There are those difficult friends everywhere you turn who make life difficult for you. We seem to have quite a lot of them these days as if they’re trained by some institution we never heard of and were being sent into our midst. Now, there is an ocean and a mountain of difference between ‘someone you know’ and someone you call a friend. With someone you now would be talking about all those harmless topics like sport, music or just pure gossip. However with a friend the story is different. I mean with a real friend it is not only about football results and the insanely rising price of beer or even local katikala that you talk about. You talk about topics that are meant only for those close enough, those with whom you talk things without the fear of what you say leaking out be it personal or otherwise. With friends you share your dearest secrets because you want to have the opinions of those close to you. I’m not sure if it is a better idea; but some would tell you it’d be better to share such things with friends rather than with close relatives. Why! Because, if you are backstabbed by your own relatives the pain would be excruciating. “She is my blood and flesh and she does this to me!”

But with friends though the frustration and sense of betrayal is there the pain wouldn’t be as severe. “After all she’s a friend and nothing more. No wonder she went behind my back.”

Now a difficult friend might come in many colors and shades. There the friend who every three days asks you for money. Such guys never run out of excuses to ask for money.

“You know paternal aunt is very sick and should be taken to hospital. I’ve no friend closer than you. Can you spare three hundred birr!” Now, three hundred birr is nowhere close to any sort of medical treatment these days. You know the sick aunt story is a ruse to soften your heart and send your hands darting for the wallet.

Then there is the difficult boss. Now if you think the difficult boss is some monster lookalike, someone whose very appearance sends the shivers up and down your spine, someone on whom you see all the clichéd signs of Conan the Barbarian or someone like that then you’d be in for some surprise.

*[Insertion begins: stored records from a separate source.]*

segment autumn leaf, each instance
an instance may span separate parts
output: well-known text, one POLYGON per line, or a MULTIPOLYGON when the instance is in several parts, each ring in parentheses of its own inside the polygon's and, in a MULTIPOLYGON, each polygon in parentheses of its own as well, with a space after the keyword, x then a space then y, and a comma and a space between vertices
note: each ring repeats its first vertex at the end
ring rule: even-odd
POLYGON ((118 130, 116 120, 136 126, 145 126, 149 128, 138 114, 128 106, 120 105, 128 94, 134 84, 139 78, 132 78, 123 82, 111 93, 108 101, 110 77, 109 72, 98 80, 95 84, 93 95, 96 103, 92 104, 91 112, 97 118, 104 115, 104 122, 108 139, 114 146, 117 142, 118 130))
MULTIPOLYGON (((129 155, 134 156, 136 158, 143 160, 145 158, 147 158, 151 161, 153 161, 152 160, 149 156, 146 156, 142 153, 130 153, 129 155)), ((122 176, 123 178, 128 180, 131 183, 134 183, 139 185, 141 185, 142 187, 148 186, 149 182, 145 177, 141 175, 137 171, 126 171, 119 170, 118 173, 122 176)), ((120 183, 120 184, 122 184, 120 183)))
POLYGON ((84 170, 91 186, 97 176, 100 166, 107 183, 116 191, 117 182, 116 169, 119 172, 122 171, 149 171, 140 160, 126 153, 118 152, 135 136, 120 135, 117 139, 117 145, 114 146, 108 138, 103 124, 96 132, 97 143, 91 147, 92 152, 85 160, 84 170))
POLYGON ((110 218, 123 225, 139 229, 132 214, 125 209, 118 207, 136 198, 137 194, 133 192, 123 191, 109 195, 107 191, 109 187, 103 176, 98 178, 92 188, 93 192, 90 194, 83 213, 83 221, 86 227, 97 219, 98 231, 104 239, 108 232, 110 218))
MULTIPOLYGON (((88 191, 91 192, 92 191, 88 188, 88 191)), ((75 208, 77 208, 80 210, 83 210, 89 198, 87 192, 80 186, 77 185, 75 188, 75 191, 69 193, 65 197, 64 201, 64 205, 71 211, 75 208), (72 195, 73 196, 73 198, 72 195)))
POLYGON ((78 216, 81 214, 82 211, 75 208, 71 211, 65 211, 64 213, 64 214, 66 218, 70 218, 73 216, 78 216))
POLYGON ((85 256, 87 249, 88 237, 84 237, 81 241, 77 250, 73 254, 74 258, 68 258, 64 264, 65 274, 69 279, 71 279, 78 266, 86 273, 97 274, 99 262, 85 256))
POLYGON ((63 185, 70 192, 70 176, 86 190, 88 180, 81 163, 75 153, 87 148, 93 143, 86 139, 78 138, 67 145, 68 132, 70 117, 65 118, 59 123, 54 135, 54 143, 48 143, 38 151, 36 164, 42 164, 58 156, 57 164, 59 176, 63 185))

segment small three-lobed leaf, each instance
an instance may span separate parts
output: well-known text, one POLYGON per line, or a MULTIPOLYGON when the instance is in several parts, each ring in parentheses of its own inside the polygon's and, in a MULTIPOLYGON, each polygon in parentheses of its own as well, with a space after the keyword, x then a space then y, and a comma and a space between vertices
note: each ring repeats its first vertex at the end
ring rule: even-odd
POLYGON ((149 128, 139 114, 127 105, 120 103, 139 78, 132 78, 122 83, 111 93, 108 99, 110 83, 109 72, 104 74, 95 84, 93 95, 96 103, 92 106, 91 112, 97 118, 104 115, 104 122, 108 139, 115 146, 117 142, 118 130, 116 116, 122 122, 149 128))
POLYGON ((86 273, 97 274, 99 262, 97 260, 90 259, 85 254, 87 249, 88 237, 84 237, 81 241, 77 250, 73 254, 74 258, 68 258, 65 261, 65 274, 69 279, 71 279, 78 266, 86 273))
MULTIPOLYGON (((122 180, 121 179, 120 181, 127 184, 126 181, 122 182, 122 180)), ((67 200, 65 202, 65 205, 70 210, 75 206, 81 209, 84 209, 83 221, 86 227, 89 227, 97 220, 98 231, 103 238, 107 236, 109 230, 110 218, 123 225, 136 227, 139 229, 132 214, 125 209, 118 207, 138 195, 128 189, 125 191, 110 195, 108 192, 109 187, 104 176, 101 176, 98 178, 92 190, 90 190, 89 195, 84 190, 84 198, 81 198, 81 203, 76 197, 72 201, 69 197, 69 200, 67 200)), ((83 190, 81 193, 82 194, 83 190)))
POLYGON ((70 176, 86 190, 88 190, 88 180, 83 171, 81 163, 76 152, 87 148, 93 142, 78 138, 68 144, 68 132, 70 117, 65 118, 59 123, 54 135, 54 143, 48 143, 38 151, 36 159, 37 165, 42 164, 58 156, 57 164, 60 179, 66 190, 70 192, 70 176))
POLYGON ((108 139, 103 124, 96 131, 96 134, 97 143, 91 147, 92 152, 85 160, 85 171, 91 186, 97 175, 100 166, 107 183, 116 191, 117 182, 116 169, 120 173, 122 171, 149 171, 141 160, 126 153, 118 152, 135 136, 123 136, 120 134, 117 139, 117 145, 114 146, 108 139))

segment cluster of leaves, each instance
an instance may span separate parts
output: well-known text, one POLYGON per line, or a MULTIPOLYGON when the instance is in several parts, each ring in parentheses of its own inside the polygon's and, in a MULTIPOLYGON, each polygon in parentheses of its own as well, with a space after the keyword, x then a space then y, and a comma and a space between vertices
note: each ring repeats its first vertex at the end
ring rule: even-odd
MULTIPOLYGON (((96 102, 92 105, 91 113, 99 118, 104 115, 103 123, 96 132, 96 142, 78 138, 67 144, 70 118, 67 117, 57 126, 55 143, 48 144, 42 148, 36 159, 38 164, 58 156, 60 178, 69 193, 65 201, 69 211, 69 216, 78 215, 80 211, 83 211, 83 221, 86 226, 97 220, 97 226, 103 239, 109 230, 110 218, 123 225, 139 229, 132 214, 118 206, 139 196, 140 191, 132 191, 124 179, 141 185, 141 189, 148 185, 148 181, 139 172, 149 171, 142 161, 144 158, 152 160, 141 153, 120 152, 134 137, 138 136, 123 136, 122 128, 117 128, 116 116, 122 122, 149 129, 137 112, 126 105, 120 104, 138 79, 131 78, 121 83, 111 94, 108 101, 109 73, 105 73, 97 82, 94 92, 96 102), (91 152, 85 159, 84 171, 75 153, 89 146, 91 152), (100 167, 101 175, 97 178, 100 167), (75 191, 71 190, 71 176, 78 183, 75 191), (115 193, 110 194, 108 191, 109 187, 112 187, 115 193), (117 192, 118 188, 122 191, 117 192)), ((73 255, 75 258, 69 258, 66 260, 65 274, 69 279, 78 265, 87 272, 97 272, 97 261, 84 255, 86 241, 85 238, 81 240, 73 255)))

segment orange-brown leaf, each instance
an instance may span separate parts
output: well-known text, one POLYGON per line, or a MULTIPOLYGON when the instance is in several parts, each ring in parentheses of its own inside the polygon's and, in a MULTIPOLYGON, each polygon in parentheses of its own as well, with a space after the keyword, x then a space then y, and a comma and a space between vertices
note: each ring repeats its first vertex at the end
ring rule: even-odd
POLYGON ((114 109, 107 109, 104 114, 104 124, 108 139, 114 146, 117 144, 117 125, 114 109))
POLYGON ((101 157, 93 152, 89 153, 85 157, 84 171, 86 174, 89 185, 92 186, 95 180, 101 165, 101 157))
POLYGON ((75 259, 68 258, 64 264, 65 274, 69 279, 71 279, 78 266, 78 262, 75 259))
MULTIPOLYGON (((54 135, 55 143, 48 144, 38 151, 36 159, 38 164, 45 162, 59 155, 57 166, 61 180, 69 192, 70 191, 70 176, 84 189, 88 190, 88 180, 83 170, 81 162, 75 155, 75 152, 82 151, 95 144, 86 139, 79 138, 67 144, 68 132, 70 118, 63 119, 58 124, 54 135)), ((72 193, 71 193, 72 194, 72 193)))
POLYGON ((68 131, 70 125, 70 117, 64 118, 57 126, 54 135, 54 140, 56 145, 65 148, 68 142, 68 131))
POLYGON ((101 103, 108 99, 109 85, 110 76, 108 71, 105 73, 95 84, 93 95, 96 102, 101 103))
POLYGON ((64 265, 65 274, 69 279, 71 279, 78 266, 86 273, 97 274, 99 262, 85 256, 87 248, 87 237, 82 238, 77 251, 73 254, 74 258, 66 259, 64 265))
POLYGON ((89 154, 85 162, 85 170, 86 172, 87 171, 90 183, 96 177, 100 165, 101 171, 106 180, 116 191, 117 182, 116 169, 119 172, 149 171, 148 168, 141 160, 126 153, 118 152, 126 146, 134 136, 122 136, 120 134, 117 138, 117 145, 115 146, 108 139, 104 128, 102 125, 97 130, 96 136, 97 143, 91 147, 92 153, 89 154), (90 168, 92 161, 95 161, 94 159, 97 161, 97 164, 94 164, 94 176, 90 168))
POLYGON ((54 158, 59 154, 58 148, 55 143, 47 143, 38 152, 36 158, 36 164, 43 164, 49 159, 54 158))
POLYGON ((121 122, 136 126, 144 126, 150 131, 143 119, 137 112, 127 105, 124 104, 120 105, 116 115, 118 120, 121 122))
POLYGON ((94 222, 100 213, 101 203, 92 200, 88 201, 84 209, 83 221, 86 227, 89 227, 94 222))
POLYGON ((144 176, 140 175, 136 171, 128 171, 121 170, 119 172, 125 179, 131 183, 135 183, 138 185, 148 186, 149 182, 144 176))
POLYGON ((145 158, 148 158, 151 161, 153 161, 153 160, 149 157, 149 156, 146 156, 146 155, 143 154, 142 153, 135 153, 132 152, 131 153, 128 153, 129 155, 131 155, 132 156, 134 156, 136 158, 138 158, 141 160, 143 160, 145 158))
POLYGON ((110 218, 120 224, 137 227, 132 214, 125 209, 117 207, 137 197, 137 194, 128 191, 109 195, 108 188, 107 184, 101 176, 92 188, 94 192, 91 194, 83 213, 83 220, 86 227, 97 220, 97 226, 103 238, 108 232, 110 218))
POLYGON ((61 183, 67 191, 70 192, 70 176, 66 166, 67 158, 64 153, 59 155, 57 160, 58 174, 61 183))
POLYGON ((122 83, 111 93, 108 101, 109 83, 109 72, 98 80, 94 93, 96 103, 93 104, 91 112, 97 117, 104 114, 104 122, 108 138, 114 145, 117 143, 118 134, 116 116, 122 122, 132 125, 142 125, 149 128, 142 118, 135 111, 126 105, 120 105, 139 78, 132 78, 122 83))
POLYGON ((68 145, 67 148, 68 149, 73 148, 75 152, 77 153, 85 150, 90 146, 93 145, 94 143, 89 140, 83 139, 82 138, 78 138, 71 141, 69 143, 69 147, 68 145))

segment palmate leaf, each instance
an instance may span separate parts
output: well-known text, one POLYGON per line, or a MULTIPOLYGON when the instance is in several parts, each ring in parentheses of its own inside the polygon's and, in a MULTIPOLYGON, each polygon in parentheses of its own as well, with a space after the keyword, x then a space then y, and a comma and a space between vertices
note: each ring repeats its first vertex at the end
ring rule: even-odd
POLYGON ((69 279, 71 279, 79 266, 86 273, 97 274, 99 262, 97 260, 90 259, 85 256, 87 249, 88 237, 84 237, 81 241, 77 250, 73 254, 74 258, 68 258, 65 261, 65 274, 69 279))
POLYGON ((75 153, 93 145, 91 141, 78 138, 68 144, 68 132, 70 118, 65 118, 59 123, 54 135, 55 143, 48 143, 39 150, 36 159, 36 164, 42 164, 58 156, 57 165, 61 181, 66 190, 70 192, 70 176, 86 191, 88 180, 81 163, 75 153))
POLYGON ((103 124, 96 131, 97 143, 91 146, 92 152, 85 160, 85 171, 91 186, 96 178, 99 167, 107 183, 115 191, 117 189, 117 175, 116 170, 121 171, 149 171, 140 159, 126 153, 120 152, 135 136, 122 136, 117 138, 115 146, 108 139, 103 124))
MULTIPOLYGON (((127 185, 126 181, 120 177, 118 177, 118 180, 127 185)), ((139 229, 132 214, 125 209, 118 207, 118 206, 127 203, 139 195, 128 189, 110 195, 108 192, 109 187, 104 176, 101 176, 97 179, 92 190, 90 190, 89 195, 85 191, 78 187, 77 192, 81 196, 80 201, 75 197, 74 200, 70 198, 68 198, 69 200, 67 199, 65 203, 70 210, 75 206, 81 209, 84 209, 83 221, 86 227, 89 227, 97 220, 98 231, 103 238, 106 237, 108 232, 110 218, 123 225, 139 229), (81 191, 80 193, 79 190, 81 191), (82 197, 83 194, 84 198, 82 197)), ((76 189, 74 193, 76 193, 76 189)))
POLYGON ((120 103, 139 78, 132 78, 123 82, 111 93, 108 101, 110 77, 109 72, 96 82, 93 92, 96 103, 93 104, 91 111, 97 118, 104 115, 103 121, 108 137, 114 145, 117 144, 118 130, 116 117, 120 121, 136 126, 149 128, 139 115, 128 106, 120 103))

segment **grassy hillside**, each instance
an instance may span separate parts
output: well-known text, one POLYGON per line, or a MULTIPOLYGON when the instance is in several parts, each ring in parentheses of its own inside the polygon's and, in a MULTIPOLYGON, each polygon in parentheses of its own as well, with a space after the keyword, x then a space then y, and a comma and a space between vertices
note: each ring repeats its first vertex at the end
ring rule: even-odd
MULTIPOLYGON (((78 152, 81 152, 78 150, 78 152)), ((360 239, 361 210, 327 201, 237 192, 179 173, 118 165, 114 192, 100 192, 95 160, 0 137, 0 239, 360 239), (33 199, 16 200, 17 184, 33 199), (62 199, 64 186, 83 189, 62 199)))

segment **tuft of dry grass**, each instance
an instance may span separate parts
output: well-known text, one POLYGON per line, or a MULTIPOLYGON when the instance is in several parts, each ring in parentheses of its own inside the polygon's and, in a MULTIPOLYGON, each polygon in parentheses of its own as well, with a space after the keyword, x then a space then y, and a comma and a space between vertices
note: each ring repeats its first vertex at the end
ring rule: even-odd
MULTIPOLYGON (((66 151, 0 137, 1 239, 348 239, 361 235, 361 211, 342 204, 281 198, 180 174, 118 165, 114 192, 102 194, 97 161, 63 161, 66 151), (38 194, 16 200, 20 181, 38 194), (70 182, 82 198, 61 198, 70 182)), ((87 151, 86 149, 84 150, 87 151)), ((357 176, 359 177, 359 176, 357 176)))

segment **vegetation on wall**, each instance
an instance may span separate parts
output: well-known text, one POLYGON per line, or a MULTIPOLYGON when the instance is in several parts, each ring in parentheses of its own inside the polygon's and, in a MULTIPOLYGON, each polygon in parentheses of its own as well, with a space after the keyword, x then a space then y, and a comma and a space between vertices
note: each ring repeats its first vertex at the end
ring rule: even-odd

By the way, while we are at it there is this thing which I find hard to put in context.

He/she could be the most presentable person with that smile which stretches beyond the biological borders of the human face, with the bear hugs where in their embrace you feel every last ounce of your breath was being squeezed out and displaying all those nicer sides of social interactions. Anyone whose view doesn’t go beyond the surface would be pardoned think, “What a wonderful person! I wish I had him/her for a boss!” So, you might ask how such a person can be difficult. Well I’ll tell you how. It all comes to the responsibilities laid on the person.

In the spacious and immaculately furnished office such a boss is a completely different person. The moment you enter the office the boss makes you feel you were in unwanted place. It is as if he had a stick or something like a basketball bat at his said the boss would have hurled it at you without any second thought. “Get out of my office!” You’d think you are confronting some double of the person and not the one with the wide smiles, adoring hugs and the like. Now would it have been better if the person does his job to the satisfaction of clients and put the smiles and the hugs in their paces! Well, if you really ask me I think the first and foremost thing should be for the person to honestly, professionally and humbly does the job.

Yes difficult people are over the place. Well, what can you do but learn living with them!